モティベーションに関する私の研修では、必ず受講生の声を、経験と観察およびそこから引き出されたキーワードで聞き出すことにしている。その後「皆さんが挙げたキーワードの多くには、その一つ一つの解明に一生をかけた研究者が数多くいます。その人たちの諸説を聞きたいですか」と投げかける。全てを説明すると長い時間がかかってしまうので、通常は5、6個を例示する。
例えば、
・緊張感と未達成感については、やる気で動く個人とは「緊張下のシステムだ」と言ったK.レビン(K.Lewin)が深く掘り下げており、なすべきことが未達成なら人は緊張するものだという心理は、ツァイガルニーク効果として知られている……
・ハングリー精神については、自己実現で有名なアメリカ心理学会の会長も務めたA.H.マズローが、欠乏動機という名のもとに取り上げていて……
・頑張る人にとって何より大切なのは目標だということについては、メリーランド大学のE.A.ロック(Edwin A. Locke)が、一生をかけて取り組んでいる……
・夢が長期的には人を勇気付け、活動を意味付けるということについては(モティベーション論というよりキャリア論に近くなるが)エール大学のD.レビンソン(Daniel J. Levinson)が、雄弁に語り……
・やっていることそのものが楽しいので没頭できるという活動については、それをフロー経験(流れるような経験)としてとらえたM.チクセントミハイがいる……
・実務家からよく指摘される達成感については、達成動機の研究に多方面からアプローチしたハーバード大学のD.マクレランドの諸説が世界的に有名で……
・自己実現は、A.H.マズローがその言葉を初めてモティベーション論の中で使用し、意味合いは少し異なるが、C.G.ユング(Carl Gustav Jung)もそれを(中年以降)個性化と名付けた(これらはやる気要因というよりも、生涯を貫く発達課題でもある)……
さて、このように見てくると、実務家の皆さんが、経験と観察に即して自分で挙げたキーワードに沿った理論が存在し、その気になればシャワーを浴びるように、多種多様なモティベーション理論に触れることができることが分かる。

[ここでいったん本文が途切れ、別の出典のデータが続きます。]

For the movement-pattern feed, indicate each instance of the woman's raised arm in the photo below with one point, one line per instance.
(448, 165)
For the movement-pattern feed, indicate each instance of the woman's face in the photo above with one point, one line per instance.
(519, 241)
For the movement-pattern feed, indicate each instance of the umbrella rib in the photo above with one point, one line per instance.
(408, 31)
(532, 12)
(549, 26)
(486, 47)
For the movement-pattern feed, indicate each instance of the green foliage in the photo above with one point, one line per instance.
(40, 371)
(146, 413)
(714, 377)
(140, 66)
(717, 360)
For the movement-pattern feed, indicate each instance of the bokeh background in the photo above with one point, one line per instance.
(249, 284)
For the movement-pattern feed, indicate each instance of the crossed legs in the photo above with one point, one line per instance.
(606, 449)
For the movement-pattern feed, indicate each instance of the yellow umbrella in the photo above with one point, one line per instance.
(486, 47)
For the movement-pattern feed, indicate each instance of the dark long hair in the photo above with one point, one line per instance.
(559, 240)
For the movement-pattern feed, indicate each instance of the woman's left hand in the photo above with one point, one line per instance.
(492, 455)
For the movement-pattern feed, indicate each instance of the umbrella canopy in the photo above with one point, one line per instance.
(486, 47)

つまり、(自分の経験に合わないという意味で)間違っている一つの理論と心中するのではなく、数あるシャワーの中から、極上の理論を持(自)論作りの原料として選び取ることが可能なのだ。 さらに、以下のような三つの視点に絞ると効果的である。 まず、コラム2に挙がったキーワードを見てほしい。これらは、二つの系列に分けることができる。
(1)心配・欠乏系(キーワードのリストのうち、「緊張感」から「危機感」まで)
(2)希望・元気印系(「目標」から「自己実現」まで)
人のやる気の根源には「今のままでは足りない」という気持ちから動くハングリー精神がある。満足しているから動くのでなく、未達成の課題が目についたとき、人はそのまま放置していてはダメだと思って動き出す。これが(1)の系列だ。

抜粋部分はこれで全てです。